Some bits indicating the scope of what we're working on here:
It's great stuff, and certainly the biggest, coolest project I've ever been involved with (not that I'm doing that much of the heavy lifting personally at this point). It's amazing how far things have come since the 1998 World Cup when I was struggling to get 320x240 web video clips to look good enough for Nike's web site for the event while still offering decent buffering times on 56K modems.
NBC intends to broadcast and archive 17 days of the Olympics on the site, resulting in 2,200 hours of video which users may watch live and call up on-demand for free.
Miller sees this as a complementary repository to what the broadcaster will air on TV. "We're talking about doing 25 sports online that we aren't really doing on broadcast. There will be significantly more content online than on air," said Miller, adding that he has observed strong demand from fans for on-demand content.
Since the prototype, the team has focused on tweaking the user experience of the player, including the navigation interface, MBR (managed bit rate)--which matches the quality of the video to the user's connection speed--and metadata tagging of video streams to make searching and archiving easier.

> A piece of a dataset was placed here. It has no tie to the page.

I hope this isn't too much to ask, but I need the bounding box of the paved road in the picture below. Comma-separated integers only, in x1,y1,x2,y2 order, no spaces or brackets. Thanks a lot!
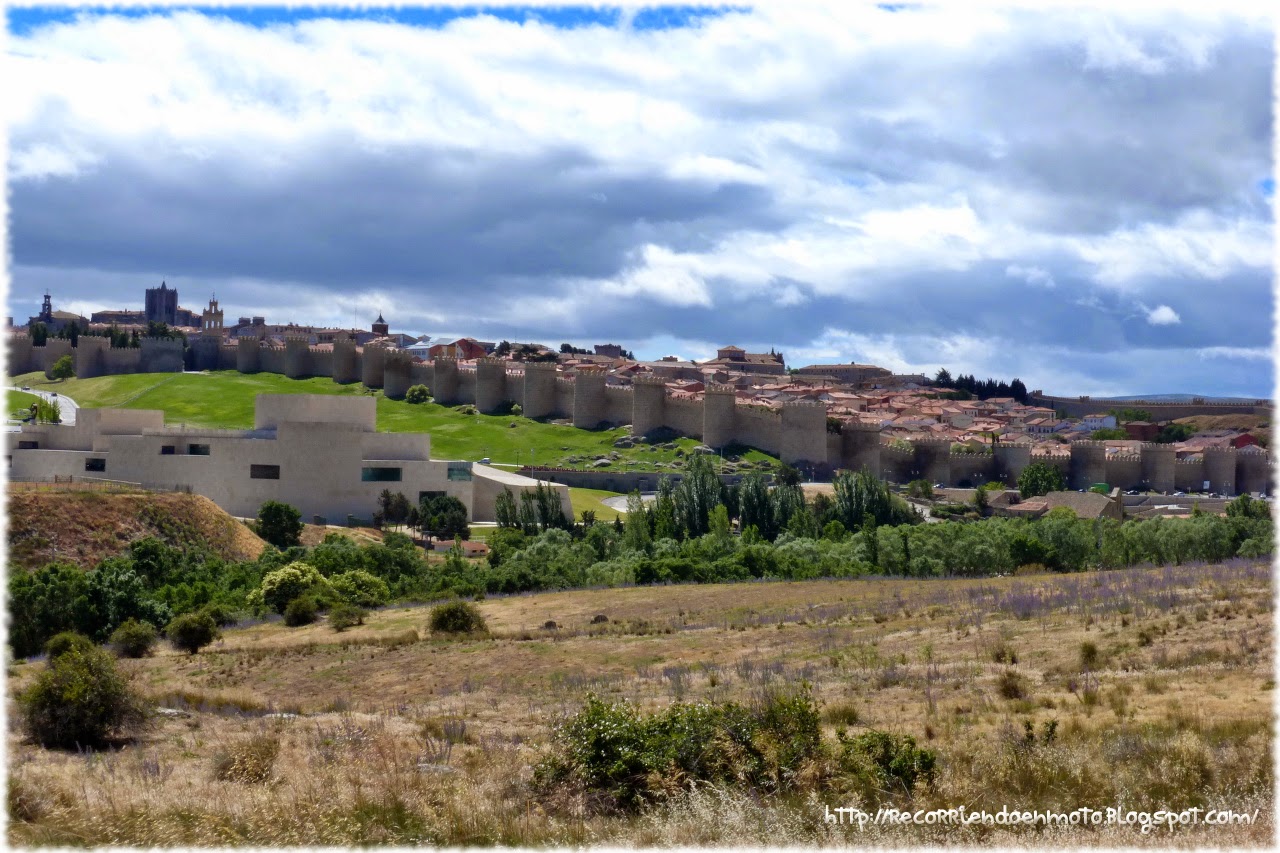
7,386,79,426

On NBC's choice of Silverlight as a platform over competitors, Miller noted NBC's existing partnership with Microsoft in MSNBC, but added that Microsoft is a "holistic partner", being able to offer its services as a "media and technology company, not just a technology partner".
NBC is also working with a Los Angeles-based digital media agency, Schematic, to develop the user interface. Schematic CTO Matthew Rechs told CIO magazine last month that some 25 people were working on the project at the agency.